3.29.2003

 
I wish I understood myself better.

I wish I knew why I have always wanted to write a book and why I have always loathed the idea of writing a novel, of sitting back and growing disgusted with my inability to maintain my own interest. I wish I knew why I sit back and want to stay but feel like I should go and because of that why I feel like want to go but should stay. I wish I could stop acting so logically and rationally and acting quickly and I wish I could quash my demons of indecision. I wish I knew why I have a tendency to fall pensively into a self-effacing melancholy on weekend nights when I have overexerted my mind and underappreciated my emotions. I wish I knew why Saturday night talks to me like this sometimes.

If I had three wishes, I'd wish for a job that made me happy and paid me well enough to live comfortably and support my parents and my family, comfortable shoes and a better understanding of me.

Rock stars have kidnapped my son.

* * * * *

I have a heart murmur.

Apparently I have had this ailment for quite some time, though my mother only saw it fit early this year to inform me of it. As heart murmurs go, I gather mine is not very serious; I have lived actively to this point with no problems. On the other hand, the disclosure of my heart murmur came during a conversation I had in talking about my old plans to join the Navy and my mother wondering whether I could meet the physical fitness requirements. I would guess that my mom hoped to cling to any halfway legitimate excuse to dissuade me from becoming a sailor, but in the back of my mind, I have to question whether something more might exist in her thoughts, that she thought she might have found a valid reason why I could just continue on my path to white collar happiness instead of putting myself needlessly at risk. As a naval lawyer.

I've never felt a sense of invincibility, and the remembrance tonight that my heart murmurs robs me of the feeling that I can do whatever I decide to do.

Thump thump. Thump thump. Thh ump. Thump thump.

* * * * *

My three favorite books are The Brothers Karamazov, my Webster's College Dictionary and my professional translator's version of Oxford's English-Spanish / Spanish-English dictionary.

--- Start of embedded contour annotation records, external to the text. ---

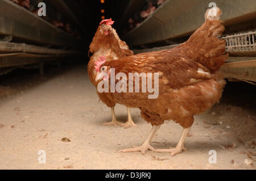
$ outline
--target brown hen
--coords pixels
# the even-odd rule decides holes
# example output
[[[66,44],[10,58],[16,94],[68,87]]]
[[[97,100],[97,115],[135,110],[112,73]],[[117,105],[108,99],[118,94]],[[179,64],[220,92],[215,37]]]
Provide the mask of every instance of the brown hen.
[[[185,150],[184,142],[193,123],[193,116],[218,102],[225,86],[225,81],[216,72],[228,57],[225,54],[225,40],[218,39],[225,30],[220,20],[221,14],[218,7],[208,10],[205,23],[179,47],[102,62],[96,78],[97,83],[104,76],[105,80],[109,78],[113,68],[115,74],[125,74],[126,79],[123,77],[121,81],[126,85],[129,83],[129,73],[158,73],[159,75],[159,96],[156,99],[148,99],[152,94],[148,91],[142,92],[141,85],[139,92],[129,92],[122,87],[125,84],[122,83],[122,92],[112,93],[115,102],[139,108],[142,118],[152,125],[141,146],[120,151],[140,151],[144,154],[149,149],[175,155]],[[115,83],[118,81],[115,80]],[[130,81],[134,88],[134,77]],[[152,81],[155,81],[154,77]],[[151,140],[164,121],[170,120],[184,128],[177,146],[167,149],[154,149],[150,144]]]
[[[127,56],[134,54],[133,51],[129,49],[125,41],[122,41],[115,30],[112,25],[114,22],[110,19],[102,20],[98,27],[93,41],[90,45],[90,52],[93,54],[90,57],[88,65],[88,73],[92,83],[97,86],[95,82],[97,71],[94,68],[96,63],[101,60],[112,60],[121,58]],[[115,102],[112,98],[110,94],[98,91],[97,93],[100,99],[108,107],[111,107],[112,120],[110,123],[105,123],[106,125],[121,125],[128,128],[136,126],[131,118],[130,108],[127,107],[128,121],[125,124],[121,124],[117,121],[115,113],[114,106]]]

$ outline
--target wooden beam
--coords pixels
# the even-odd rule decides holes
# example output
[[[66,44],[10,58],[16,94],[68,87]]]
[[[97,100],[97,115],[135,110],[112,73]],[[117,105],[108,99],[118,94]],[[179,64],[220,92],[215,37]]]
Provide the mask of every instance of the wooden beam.
[[[0,1],[0,35],[24,42],[75,47],[77,40],[61,30],[9,0]]]
[[[204,22],[212,0],[167,0],[154,13],[125,37],[130,46],[138,46],[191,35]],[[256,18],[255,0],[215,0],[222,10],[225,25]]]

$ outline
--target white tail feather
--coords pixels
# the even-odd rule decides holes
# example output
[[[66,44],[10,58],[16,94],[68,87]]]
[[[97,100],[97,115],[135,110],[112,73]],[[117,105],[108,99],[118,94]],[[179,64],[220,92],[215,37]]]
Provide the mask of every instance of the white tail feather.
[[[218,7],[213,7],[208,9],[205,14],[205,20],[219,20],[221,15],[221,10]]]

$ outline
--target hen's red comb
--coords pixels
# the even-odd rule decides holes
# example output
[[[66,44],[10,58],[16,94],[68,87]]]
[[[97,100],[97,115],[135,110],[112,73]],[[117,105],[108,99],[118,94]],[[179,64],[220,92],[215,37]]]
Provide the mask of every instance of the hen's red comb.
[[[106,23],[106,25],[112,25],[114,24],[114,21],[112,20],[112,19],[104,19],[101,21],[101,22],[100,23],[100,25],[104,23]]]
[[[95,64],[96,65],[94,66],[95,69],[96,69],[96,71],[99,72],[100,69],[101,68],[101,65],[104,64],[104,62],[106,61],[106,58],[104,56],[101,56],[100,57],[98,57],[98,61],[95,61]]]

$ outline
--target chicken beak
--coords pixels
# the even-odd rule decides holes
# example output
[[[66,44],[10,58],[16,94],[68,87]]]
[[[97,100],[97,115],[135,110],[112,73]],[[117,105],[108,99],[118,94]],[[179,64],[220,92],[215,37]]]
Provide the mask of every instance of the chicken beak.
[[[102,78],[108,77],[108,74],[106,73],[100,73],[97,74],[96,78],[95,78],[95,82],[101,80]]]

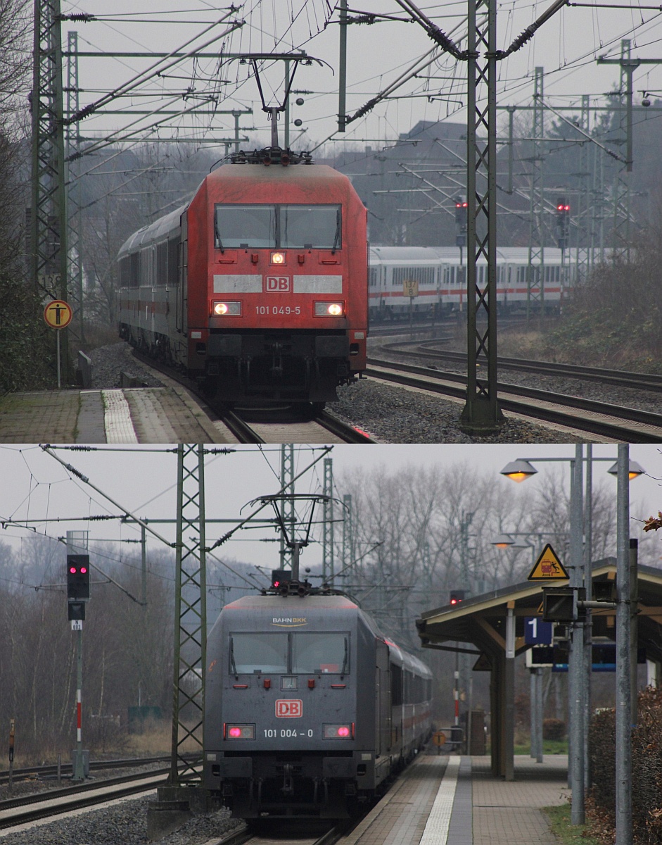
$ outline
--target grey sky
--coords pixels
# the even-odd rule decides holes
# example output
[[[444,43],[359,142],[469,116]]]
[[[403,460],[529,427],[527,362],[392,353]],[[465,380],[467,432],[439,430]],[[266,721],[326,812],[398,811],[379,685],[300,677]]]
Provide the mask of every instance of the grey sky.
[[[133,511],[142,518],[175,517],[175,484],[176,480],[176,458],[173,454],[153,451],[158,446],[146,446],[138,452],[114,451],[111,447],[102,447],[95,452],[58,450],[61,460],[70,463],[90,481],[123,508]],[[301,450],[296,453],[296,471],[311,462],[313,455],[319,455],[319,447],[311,447],[316,451]],[[632,515],[643,519],[662,509],[662,446],[632,445],[631,457],[638,461],[649,473],[632,485]],[[616,460],[616,445],[594,446],[595,456],[613,456]],[[434,465],[445,467],[455,466],[458,472],[464,467],[478,469],[480,473],[491,474],[494,483],[507,489],[513,482],[499,476],[505,464],[516,458],[535,459],[541,457],[572,457],[572,444],[438,444],[409,445],[381,444],[335,446],[331,453],[334,459],[334,476],[357,470],[366,473],[378,466],[392,470],[405,466],[425,468]],[[266,459],[269,459],[266,460]],[[251,499],[260,495],[274,493],[278,488],[276,474],[279,465],[279,447],[265,447],[260,452],[257,447],[237,447],[235,454],[208,458],[206,462],[206,497],[208,518],[237,519],[241,509]],[[558,473],[559,465],[538,462],[539,475],[525,482],[529,489],[534,485],[545,483],[550,472]],[[596,482],[607,478],[612,484],[616,497],[616,481],[605,476],[609,463],[596,463],[594,477]],[[566,477],[567,472],[566,470]],[[95,493],[88,485],[72,476],[38,445],[3,445],[0,447],[0,519],[38,519],[49,516],[60,517],[62,521],[35,526],[40,532],[51,537],[64,536],[68,529],[89,530],[90,542],[100,538],[135,538],[135,529],[121,526],[118,521],[68,522],[72,517],[87,517],[104,513],[117,513],[117,509],[103,496]],[[298,493],[319,492],[323,477],[322,463],[308,473],[299,483]],[[243,514],[249,513],[244,508]],[[168,537],[172,536],[170,527],[158,526]],[[208,539],[214,539],[225,532],[222,526],[209,526]],[[19,544],[29,542],[31,532],[15,526],[8,526],[0,533],[0,541]],[[266,568],[277,565],[277,545],[258,542],[246,542],[248,537],[274,537],[271,532],[241,533],[237,542],[224,545],[220,553],[228,558],[236,558]],[[659,538],[654,538],[659,540]],[[149,541],[158,546],[158,542]],[[304,565],[315,565],[318,559],[318,548],[307,552]],[[660,547],[662,556],[662,547]]]
[[[240,17],[247,20],[246,25],[229,37],[225,51],[231,52],[284,52],[302,48],[309,55],[328,63],[336,71],[335,75],[327,67],[301,67],[297,72],[295,88],[305,89],[312,93],[305,96],[303,106],[293,106],[292,119],[299,117],[307,128],[307,139],[321,141],[335,128],[338,111],[338,30],[335,23],[324,27],[328,17],[326,0],[247,0],[242,6]],[[465,31],[466,3],[464,2],[420,4],[427,14],[452,37],[461,41]],[[551,0],[511,0],[498,4],[497,46],[505,49],[513,39],[532,23],[551,5]],[[650,5],[650,4],[648,4]],[[159,0],[158,3],[142,4],[150,12],[163,10],[171,13],[171,19],[177,25],[158,24],[152,17],[151,23],[140,22],[140,5],[133,0],[115,0],[112,16],[131,13],[132,23],[105,20],[95,23],[66,23],[63,25],[63,40],[67,43],[67,32],[79,32],[79,50],[122,50],[141,51],[159,49],[165,52],[176,49],[197,32],[205,29],[204,22],[218,19],[219,7],[208,0]],[[386,12],[404,18],[404,13],[394,0],[361,0],[361,3],[350,3],[350,7],[360,7],[361,11]],[[180,14],[187,10],[187,14]],[[63,0],[62,12],[88,12],[100,15],[108,14],[108,5],[100,0]],[[176,14],[175,14],[176,13]],[[294,19],[294,20],[292,20]],[[332,20],[337,20],[335,15]],[[187,24],[187,21],[195,23]],[[198,43],[215,33],[221,32],[226,25],[203,36]],[[276,37],[274,37],[274,33]],[[614,66],[598,66],[598,55],[609,54],[617,57],[621,39],[631,39],[632,57],[657,58],[660,56],[659,44],[662,35],[662,15],[650,10],[605,9],[586,8],[565,8],[553,17],[524,48],[513,53],[500,65],[499,101],[502,105],[524,105],[531,101],[533,95],[532,74],[534,68],[542,66],[545,70],[545,95],[551,97],[556,106],[579,103],[582,94],[598,97],[612,90],[619,81],[619,69]],[[388,22],[374,25],[355,25],[348,30],[348,101],[347,112],[352,113],[364,105],[378,90],[392,83],[419,57],[426,53],[432,42],[417,25],[404,22]],[[216,46],[212,45],[208,52]],[[82,58],[79,65],[79,84],[86,93],[82,95],[84,104],[97,96],[95,89],[117,85],[128,79],[133,74],[145,68],[151,63],[148,60],[122,59],[99,60]],[[396,95],[416,93],[423,95],[414,99],[393,100],[378,106],[366,118],[352,124],[350,132],[344,136],[355,139],[361,144],[366,140],[384,137],[393,138],[406,132],[419,120],[448,118],[453,122],[465,120],[463,103],[466,101],[464,84],[461,77],[464,67],[453,59],[445,59],[426,70],[420,79],[410,83]],[[635,90],[662,89],[662,68],[659,65],[642,65],[634,74]],[[237,75],[238,74],[238,75]],[[247,66],[226,66],[222,82],[219,86],[214,59],[200,60],[195,79],[198,95],[222,90],[229,99],[220,105],[220,108],[247,107],[255,109],[252,117],[242,118],[242,125],[262,128],[267,139],[267,123],[259,112],[258,95],[252,80],[246,81]],[[177,78],[178,77],[178,78]],[[237,88],[236,82],[241,84]],[[282,68],[273,74],[266,74],[264,86],[269,93],[282,79]],[[160,78],[151,85],[152,90],[160,90],[164,94],[177,90],[186,90],[192,83],[190,68],[173,69],[169,78]],[[425,86],[431,94],[442,91],[442,100],[428,101]],[[638,95],[638,98],[640,95]],[[194,101],[189,99],[185,107]],[[151,100],[135,101],[142,106]],[[180,99],[178,106],[182,107]],[[296,112],[296,113],[295,113]],[[107,131],[119,125],[124,118],[100,116],[87,118],[83,124],[85,131]],[[203,137],[203,127],[209,118],[201,120],[198,128],[182,131],[182,136]],[[188,117],[182,118],[182,126],[198,125]],[[220,125],[217,122],[216,125]],[[233,127],[232,119],[225,123],[226,129]],[[215,132],[220,134],[220,132]],[[162,137],[171,134],[164,131]],[[342,137],[342,136],[340,136]],[[371,145],[378,145],[372,144]]]

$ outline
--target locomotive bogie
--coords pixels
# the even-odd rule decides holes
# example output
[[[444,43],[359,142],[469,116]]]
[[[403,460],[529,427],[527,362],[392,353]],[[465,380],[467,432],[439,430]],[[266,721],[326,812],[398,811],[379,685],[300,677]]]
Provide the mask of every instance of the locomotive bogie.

I started reading The Holy Bible (again) over two years ago and I'm still not through the Old Testament. I used to be an atheist. Now I don't know what I am and that troubles me so much I don't care about it.

* * * * *

I had an abbreviated period where I met my penchant to fall pensive with solitude and homemade vodka tonics in a 45 cent blue pastic tumbler. After a few drinks the mind shut down and only the melancholy remained. It stopped mattering that my guitar had fallen out of tune and my vocalizations never held the same key as my instrumentations. Late into the night, I sat in a folding chair centered in a relatively unadorned apartment, one overheard light. As I think of it now, it probably rather looked like an asylum room, but at the time, I think it more seemed simply more comfortable than any other place in the world.

I sometimes stupidly think that I should try my hand at alcoholism. Such a simple little cycle: when life turns shitty, I seek refuge in a bottle and I blame the bottle for making life so shitty. Of course my thinking is ludicrous, and I mean not to diminish the disease and the difficulties it poses. Pondering things that will never turn to reality because my life is really good and my imagination is overactive just sometimes seems like an interesting exercise.

* * * * *

I'm not a depressed person, nor do I feel particularly depressed right now. My problem is that I spend too much time in my head. I think before I open my mouth, and I get myself into trouble by keeping it closed. 98% of the time, living like this works to my advantage and helps me better see the world in various shades of gray. The consequence of this innundation of thought is the inability to escape, to shut it off on weekend evenings when the night wanes and a simple smile and action of impulse would provide all the necessary catharsis.

In moments like these, I should simply put myself to bed and watch a little golf the next day.